Passages: J.G. Ballard

February 8, 2008

J.G. Ballard, author of Crash and numerous other works that fracture time and narrative, was born in Shangai in 1930 and spent time as a child in a Japanese-run internment camp. That experience informed his fine, tough novel Empire of the Sun, which is the springboard for the 1991 BBC Bookmark profile posted above. In his upcoming memoir, Miracles of Life, Ballard describes the city of his childhood:

Shanghai was one of the largest cities in the world, 90% Chinese and 100% Americanised. Bizarre advertising displays – the honour guard of 50 Chinese hunchbacks outside the premiere of The Hunchback of Notre Dame sticks in my mind – were part of the everyday reality of the city, though I sometimes wonder if everyday reality was the one element missing.

It was not a British colony, as most people imagine; but it was home to about 50,000 nonChinese who lived mostly in the International Settlement and the adjoining French Concession. It was celebrated as the “wickedest city in the world”, though as a child I knew nothing about the thousands of bars and brothels. Unlimited venture capitalism rode in gaudy style down streets lined with beggars showing off their sores and wounds.

Every day the trucks of the Shanghai municipal council roamed the streets collecting the hundreds of bodies of destitute Chinese who had starved to death. Partying, cholera and smallpox somehow coexisted with a small English boy’s excited trips in the family Buick to the country club swimming pool.

Every drive through Shanghai I would see something strange and mysterious but treat it as normal – the prosperous Chinese businessmen pausing to savour a thimble of blood tapped from the neck of a vicious goose tethered to a telephone pole; young Chinese gangsters in American suits beating up a shopkeeper; beggars fighting over their pitches; a vast firework display celebrating a new night-club while armoured cars of the Shanghai police drove into a screaming mob of rioting factory workers; the army of prostitutes in fur coats outside the Park hotel, “waiting for friends” as Vera, my White Russian nanny, told me. Open sewers fed into the stinking Whangpoo River and the whole city reeked of dirt, disease and a miasma of cooking fat from the thousands of Chinese food vendors. Anything was possible and everything could be bought and sold.

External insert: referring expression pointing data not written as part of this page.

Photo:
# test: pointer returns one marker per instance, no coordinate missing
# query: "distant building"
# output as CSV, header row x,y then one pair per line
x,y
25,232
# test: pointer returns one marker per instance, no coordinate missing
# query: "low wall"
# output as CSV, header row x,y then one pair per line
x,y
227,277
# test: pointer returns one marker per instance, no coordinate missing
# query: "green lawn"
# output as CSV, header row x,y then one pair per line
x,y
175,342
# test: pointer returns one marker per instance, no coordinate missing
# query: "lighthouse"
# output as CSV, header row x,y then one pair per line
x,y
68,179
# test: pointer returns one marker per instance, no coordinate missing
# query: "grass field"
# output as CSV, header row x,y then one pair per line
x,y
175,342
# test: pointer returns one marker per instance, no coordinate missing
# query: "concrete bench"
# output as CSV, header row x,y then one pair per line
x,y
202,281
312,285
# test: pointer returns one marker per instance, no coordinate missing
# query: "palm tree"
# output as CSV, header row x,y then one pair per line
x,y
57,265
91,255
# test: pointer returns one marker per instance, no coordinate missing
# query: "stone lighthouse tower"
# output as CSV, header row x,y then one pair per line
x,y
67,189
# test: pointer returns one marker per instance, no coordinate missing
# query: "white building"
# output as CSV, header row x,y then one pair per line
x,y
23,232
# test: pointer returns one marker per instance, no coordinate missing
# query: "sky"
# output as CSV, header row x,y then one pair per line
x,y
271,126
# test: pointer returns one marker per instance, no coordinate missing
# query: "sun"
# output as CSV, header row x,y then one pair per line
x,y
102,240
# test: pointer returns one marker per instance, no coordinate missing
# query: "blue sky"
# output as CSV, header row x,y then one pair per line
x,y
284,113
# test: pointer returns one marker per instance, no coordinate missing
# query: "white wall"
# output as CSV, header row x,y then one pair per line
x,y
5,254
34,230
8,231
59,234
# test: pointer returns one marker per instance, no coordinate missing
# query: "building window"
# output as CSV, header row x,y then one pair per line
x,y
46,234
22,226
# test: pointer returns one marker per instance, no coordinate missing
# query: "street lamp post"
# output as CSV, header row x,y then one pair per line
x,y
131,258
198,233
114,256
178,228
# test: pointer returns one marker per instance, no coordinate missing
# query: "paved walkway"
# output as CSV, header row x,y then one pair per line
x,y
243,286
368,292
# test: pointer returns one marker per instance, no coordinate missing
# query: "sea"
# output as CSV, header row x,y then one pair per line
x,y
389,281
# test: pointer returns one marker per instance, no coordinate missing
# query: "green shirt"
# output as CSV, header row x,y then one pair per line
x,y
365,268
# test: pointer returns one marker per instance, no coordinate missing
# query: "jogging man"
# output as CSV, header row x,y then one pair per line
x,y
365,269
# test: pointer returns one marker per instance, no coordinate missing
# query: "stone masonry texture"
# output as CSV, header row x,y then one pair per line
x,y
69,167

Unfortunately, “Passages” is a doubly appropriate term here. Ballard has disclosed that he was diagnosed with advanced prostate cancer in mid-2006, which spurred him to write Miracles of Life. This is terribly sad news, and all I can do is wish him all the best.

One Response to “Passages: J.G. Ballard”

  1. Scott Stiefel Says:

    The main thing I remember about Empire of the Sun (I don’t think I’ve ever seen it all the way through) is the scene right after the Japs have abandoned their airfield and just before the Allied troops arrive where Christian Bale is joyfully riding his bicycle around the base and “Exsultate Justi” is playing. It’s the main reason I always try to tune in to the beginning of Hugh Hamilton’s radio show - that song is his intro.